Financial institutions on the Continent have raised at least 40.7 billion euros, or $52.8 billion, in new capital as of the fourth quarter of last year, according to estimates by Citigroup.
The effort is part of policymakers’ push to increase banks’ core Tier 1 ratios, a measure of a firm’s ability to weather financial shocks, to 9 percent by June. Banks must raise a combined 115 billion euros by the summer to meet that target.
Activity over the next few weeks will add to the tally. Europe’s major banks report earnings in February, and Citigroup said it expected institutions to raise a further 24.6 billion euros through June 2012 through so-called retained earnings, a category that includes reductions in employee bonuses and cuts to overall bank lending....
While some of Europe’s largest financial institutions are likely to fill the capital gap by holding on to their profits, others will have to employ different strategies.
So far, the most popular method for raising new money has been through so-called liability management exercises.
Citigroup estimated European institutions had raised a combined 16 billion euros through the practice, which involves buying back, or exchanging, hybrid securities — investments that pay dividends like bonds, but can be converted into equity — at a discount from investors.
Accountancy rules allow financial institutions to book the difference between the original face value of the securities and the current discounted price as a profit toward their core Tier 1 equity.
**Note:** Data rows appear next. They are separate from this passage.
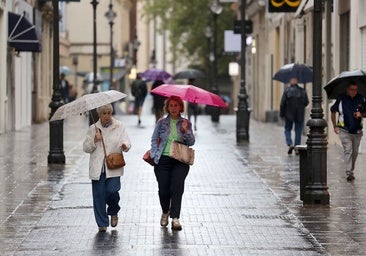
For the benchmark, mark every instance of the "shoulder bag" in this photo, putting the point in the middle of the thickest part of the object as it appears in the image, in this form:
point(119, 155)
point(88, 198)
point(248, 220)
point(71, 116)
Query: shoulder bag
point(113, 160)
point(181, 152)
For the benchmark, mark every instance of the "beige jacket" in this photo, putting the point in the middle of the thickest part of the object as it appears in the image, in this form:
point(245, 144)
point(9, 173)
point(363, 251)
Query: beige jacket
point(114, 136)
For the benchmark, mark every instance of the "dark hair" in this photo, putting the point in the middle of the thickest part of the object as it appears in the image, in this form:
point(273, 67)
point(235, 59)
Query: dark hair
point(352, 82)
point(174, 98)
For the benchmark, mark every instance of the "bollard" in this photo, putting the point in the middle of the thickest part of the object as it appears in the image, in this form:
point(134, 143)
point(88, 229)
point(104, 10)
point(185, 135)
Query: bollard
point(304, 176)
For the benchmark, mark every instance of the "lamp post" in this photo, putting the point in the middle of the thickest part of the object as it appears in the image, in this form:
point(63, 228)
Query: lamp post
point(211, 57)
point(316, 191)
point(216, 9)
point(93, 114)
point(111, 15)
point(56, 154)
point(243, 113)
point(135, 44)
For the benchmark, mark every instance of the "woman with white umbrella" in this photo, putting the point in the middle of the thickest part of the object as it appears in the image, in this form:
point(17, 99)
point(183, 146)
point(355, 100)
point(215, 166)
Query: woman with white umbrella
point(106, 183)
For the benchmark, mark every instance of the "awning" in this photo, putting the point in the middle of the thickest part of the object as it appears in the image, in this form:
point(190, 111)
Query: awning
point(22, 35)
point(305, 6)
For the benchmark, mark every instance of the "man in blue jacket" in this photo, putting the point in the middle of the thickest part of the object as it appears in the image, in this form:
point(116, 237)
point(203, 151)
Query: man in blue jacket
point(349, 107)
point(292, 110)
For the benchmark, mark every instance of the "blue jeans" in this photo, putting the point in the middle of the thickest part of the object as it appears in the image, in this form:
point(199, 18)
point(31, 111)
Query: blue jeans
point(351, 144)
point(105, 198)
point(298, 131)
point(171, 174)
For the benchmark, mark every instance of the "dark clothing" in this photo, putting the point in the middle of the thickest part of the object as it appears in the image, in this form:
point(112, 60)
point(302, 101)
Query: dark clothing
point(292, 109)
point(293, 103)
point(346, 107)
point(170, 175)
point(158, 100)
point(65, 90)
point(139, 88)
point(139, 91)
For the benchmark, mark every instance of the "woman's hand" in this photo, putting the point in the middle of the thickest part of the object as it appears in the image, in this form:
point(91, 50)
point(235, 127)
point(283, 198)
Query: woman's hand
point(184, 126)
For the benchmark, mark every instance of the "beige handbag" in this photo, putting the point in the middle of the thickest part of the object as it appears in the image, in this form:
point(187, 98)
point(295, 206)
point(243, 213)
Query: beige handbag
point(113, 160)
point(181, 152)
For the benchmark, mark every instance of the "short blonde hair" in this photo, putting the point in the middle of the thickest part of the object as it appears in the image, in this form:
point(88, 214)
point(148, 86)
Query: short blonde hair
point(105, 107)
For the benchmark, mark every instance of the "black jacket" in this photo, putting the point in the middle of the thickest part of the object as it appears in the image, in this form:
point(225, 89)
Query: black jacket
point(293, 103)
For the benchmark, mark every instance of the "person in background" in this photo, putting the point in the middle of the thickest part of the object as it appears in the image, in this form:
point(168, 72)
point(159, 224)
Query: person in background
point(292, 110)
point(158, 101)
point(139, 91)
point(65, 86)
point(349, 107)
point(169, 172)
point(193, 108)
point(72, 92)
point(105, 183)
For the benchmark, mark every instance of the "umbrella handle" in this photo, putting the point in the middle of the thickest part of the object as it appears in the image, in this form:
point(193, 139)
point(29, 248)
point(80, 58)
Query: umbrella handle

Raiffeisen of Austria, for example, has pocketed 1.3 billion euros toward its 2.1 billion euro target in this manner. The Italian bank Banco Popolare has raised a further 996 million euros.
Adjustments to banks’ balance sheets have outpaced so-called rights offerings, which allow existing shareholders to buy new stock in a company at a discount.
Authorities had expected many institutions to tap investors for new capital....
Many firms are relying on multiple strategies. Along with its rights offering, UniCredit is reorganizing its balance sheet. On Wednesday, the Italian lender said it would buy as much as 3 billion euros of hybrid securities at a discount of up to 50 percent. The move could raise up to 500 million euros toward the bank’s core Tier 1 ratio. UniCredit is also planning to issue up to 25 billion euros of covered bonds — debt securities that are backed by the bank’s own assets — to ease its financing problems, according to a filing with the Luxembourg Stock Exchange on Wednesday.
Other banks are shedding assets to meet the new requirements.
Citigroup estimates European banks have disposed of operations worth almost 100 billion euros, as of the fourth quarter of 2011. That helped firms, including Banco Santander of Spain, to increase their capital reserves by a combined 6.6 billion euros over the period.
“The list of asset sales is the longest I’ve seen in 10 years,” said Richard Thompson, a partner at accountancy firm PricewaterhouseCoopers in London. “Banks want to reshape their balance sheets to focus on specific territories or sectors.”